You don't need to have an economics degree from Harvard to know there are tried and tested methods of flogging even more units of an ageing game – selling it cheap, including it in a retro compilation or perhaps taking inspiration from the supermarkets and offering two for the price of one.
The latter, it turns out, is what RealArcade has decided on for a couple of its classic puzzle games previously released on mobile, Gem Drop and PileUp! And we're delighted, in a way not too dissimilar to our pleasure at walking into our local Sainsbury's and finding the store is doing a 'two-for-one' on products we were actually going to buy anyway.
That's because both puzzle games – particularly PileUp! – are quality items, so you'd already be happy with just the one. With two, well, let's just say no train, plane or bus journey need ever be dull again.
Not unlike Anne Robinson, then, we'll begin by weeding out the 'weaker' link, Gem Drop. You might be familiar with this, a game with the most literal of titles seeing as it simply consists of dropping gems. There have been free versions available to download online for a while, although most aren't as polished as this.
It's probably fair to assume Gem Drop's concept didn't take 100 men, 100 hours to think up. Not only does it use the age-old puzzle game formula of arranging falling objects into like-coloured groups to make them disappear, it also doesn't add a lot more to that concept.
Single gems of varying shapes and colours line up at the top of the screen and, one by one, must be dropped onto the stack below. You can swap the current gem in line for the following one, but apart from that there's nothing else to do other than move it left or right, then drop it in the most suitable of six columns.
Linger on a gem for longer than a few seconds and it wobbles before falling, meaning you're forced to act fast. Like the DS game, Zoo Keeper, the skill lies in being able to scan the rows of gems to quickly determine what should go where.
Bundle three of the same gems together and they vanish, leaving the precious stones they were supporting to drop down. Matching three gets you points, of course, but triggering a cascade – that's when matching one group of gems causes another group of like-coloured gems to fall into place, subsequently disappear and so on – earns you bonus points.

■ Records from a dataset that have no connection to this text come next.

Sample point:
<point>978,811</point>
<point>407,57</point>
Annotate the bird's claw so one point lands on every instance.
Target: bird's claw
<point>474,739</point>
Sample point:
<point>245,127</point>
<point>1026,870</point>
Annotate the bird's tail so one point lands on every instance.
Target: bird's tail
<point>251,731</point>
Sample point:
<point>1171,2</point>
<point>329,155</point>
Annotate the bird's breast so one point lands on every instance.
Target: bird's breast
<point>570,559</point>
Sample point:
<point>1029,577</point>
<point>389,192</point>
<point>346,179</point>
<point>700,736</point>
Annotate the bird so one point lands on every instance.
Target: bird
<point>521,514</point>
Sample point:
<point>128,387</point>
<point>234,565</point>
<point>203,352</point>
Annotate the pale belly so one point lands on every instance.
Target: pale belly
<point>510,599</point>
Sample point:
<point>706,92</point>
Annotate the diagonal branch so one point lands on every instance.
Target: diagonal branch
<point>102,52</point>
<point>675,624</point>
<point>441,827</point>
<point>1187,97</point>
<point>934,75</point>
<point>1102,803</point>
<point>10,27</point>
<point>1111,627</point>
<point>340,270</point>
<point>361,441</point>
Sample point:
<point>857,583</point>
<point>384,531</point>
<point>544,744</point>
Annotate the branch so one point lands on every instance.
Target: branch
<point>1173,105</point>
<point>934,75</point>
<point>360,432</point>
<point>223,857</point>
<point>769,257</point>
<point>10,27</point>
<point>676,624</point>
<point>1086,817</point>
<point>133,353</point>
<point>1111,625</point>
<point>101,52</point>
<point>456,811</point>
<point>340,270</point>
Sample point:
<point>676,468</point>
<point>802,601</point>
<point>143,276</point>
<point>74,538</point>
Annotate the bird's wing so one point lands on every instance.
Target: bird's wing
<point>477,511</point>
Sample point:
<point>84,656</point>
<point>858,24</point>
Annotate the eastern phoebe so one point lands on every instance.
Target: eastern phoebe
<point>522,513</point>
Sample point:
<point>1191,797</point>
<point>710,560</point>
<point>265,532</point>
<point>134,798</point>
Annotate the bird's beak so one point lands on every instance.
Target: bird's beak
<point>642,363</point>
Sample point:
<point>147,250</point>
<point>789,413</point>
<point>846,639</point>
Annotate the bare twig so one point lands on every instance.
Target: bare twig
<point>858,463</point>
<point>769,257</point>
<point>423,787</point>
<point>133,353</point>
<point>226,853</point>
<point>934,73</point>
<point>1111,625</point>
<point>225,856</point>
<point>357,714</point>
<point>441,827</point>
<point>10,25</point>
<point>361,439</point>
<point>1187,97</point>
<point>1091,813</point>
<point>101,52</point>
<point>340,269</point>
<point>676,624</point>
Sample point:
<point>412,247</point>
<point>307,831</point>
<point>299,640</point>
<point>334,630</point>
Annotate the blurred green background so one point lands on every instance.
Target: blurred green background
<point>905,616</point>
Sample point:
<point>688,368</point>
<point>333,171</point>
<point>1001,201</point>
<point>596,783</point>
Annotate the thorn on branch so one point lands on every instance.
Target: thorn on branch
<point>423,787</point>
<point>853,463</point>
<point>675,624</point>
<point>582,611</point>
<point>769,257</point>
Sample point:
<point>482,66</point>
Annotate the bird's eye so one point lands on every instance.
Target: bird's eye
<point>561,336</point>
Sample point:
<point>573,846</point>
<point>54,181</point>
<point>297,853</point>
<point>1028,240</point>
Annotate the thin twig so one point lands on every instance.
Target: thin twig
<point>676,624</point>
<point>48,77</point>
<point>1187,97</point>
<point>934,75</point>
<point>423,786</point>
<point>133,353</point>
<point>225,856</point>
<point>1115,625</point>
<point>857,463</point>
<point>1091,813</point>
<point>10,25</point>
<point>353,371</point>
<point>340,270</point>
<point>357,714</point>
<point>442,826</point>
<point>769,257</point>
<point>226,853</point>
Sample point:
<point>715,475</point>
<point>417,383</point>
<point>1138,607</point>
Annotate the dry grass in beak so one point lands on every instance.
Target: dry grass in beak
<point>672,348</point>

There are a couple of variations on the norm, too, such as when one of two special gems appears in your line-up. The pickaxe gem, for instance, clears all the gems beneath it (except white diamonds, which are the most valuable and indestructible of the game's stones), while the black gem clears the screen of all the gems identical to the one it lands on.
It's all very basic stuff, although fairly addictive. And let's not forget, Gem Drop is actually the more disappointing (relatively speaking) of the two offerings here.
As such, PileUp! shines brighter and will undoubtedly keep you playing for longer. Ultimately, it's the game that offers more originality, skill and variation on each level.
At first glimpse, it's like a cross between Tetris and that Sony Bravia advert with thousands of balls bouncing down the street. Clusters of three brightly coloured spheres appear at the top of the screen and need rotating to match up to four or more of the same colour.
Do this and, you probably won't be shocked to learn, the balls disappear. However, when they do, a mini-avalanche is triggered, with gravity shifting and sliding balls into new positions. As in Gem Drop, point-boosting cascades can occur, but here these prove far more satisfying and frequent.
Every level has a different objective – it might be to clear 80 balls, to empty the game area or to score as many points as possible in 30 seconds. Each stage also begins with a different formation of balls already in place, carefully organised into precarious pyramids reminiscent of a big pile of multicoloured Ferrero Rochers you're just gagging to knock over.
There's certainly great satisfaction in sending 200 balls into disarray. And even more so if you can figure out how to cause a big enough chain reaction to get rid of them all with a single, carefully placed bundle of spheres.
So, these games might be old, but then the finest puzzle games never age. Okay, we wouldn't quite put Gem Drop up there with the very finest – it's a very simple puzzle game relying on a popular mechanic, though it is satisfying (even if a control flaw means if you press down to drop a gem just when it was going to drop anyway, the next gem drops instead – usually in the wrong place).
But with PileUp! present as well, the two represent an extremely decent puzzling bundle – one that leads to infinitely more hours' worth of entertainment than your typical two-for-one deal consisting of, say, toothpaste or pasta sauce.